Amber Amber - 26 days ago 12
Scala Question

Sort a Spark data frame/ Hive result set

I'm trying to retrieve the list of columns from a Hive table and store the result in a spark dataframe.

var my_column_list = hiveContext.sql(s""" SHOW COLUMNS IN $my_hive_table""")


But I'm unable to alphabetically sort the dataframe or even the result of the show columns query. I tried using sort and orderBy().

How could I sort the result alphabetically?

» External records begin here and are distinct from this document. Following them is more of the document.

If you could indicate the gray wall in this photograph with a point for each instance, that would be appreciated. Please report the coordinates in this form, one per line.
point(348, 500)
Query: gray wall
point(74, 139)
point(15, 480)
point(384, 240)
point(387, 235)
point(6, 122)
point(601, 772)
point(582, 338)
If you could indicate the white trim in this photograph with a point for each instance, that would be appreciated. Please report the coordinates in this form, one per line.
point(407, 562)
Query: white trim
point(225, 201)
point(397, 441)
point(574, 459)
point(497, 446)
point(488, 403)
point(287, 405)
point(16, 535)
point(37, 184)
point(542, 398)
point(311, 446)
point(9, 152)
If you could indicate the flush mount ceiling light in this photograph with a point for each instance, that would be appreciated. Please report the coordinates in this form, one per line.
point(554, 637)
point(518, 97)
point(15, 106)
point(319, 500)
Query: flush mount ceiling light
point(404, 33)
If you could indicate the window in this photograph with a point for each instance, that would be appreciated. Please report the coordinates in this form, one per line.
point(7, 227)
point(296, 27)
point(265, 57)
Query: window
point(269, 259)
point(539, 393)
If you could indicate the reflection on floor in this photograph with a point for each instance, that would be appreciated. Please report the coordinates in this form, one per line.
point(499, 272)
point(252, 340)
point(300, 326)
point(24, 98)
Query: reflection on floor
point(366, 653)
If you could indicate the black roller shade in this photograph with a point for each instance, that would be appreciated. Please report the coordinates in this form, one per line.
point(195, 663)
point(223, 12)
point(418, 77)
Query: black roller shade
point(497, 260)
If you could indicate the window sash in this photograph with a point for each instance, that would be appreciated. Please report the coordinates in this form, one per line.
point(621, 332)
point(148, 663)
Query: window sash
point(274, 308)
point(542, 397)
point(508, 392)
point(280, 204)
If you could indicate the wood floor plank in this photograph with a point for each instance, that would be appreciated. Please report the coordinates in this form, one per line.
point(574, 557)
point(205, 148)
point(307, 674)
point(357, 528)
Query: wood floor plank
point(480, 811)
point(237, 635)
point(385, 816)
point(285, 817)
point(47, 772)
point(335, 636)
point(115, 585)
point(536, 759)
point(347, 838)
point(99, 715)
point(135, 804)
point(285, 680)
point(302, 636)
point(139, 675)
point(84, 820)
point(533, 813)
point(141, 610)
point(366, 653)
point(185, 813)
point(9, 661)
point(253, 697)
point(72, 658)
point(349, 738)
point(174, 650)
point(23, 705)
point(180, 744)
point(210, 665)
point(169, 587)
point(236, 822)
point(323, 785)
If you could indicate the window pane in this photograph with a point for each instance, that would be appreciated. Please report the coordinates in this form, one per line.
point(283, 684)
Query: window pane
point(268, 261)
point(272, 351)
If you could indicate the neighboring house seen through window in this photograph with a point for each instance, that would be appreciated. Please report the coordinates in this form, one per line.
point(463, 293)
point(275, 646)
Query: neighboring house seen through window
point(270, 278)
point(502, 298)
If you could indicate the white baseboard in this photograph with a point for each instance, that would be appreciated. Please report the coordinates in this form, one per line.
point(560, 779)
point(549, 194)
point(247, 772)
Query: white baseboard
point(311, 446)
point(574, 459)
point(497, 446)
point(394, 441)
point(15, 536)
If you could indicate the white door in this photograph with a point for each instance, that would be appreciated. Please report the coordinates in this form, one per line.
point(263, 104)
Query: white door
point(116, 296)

Update: Added a sample of my code

import org.apache.spark.{ SparkConf, SparkContext }
import org.apache.spark.sql.DataFrame
import org.apache.spark.sql.hive.HiveContext

val hiveContext = new HiveContext(sc)
hiveContext.sql("USE my_test_db")

var lv_column_list = hiveContext.sql(s""" SHOW COLUMNS IN MYTABLE""")
//WARN LazyStruct: Extra bytes detected at the end of the row! Ignoring similar problems

lv_column_list.show //Works fine
lv_column_list.orderBy("result").show //Error arises

Answer

Instead of 'SHOW COLUMNS', I used 'DESC' and retrieved the column list with "col_name".

var lv_column_list = hiveContext.sql(s""" DESC MYTABLE""")
lv_column_list.select("col_name").orderBy("col_name")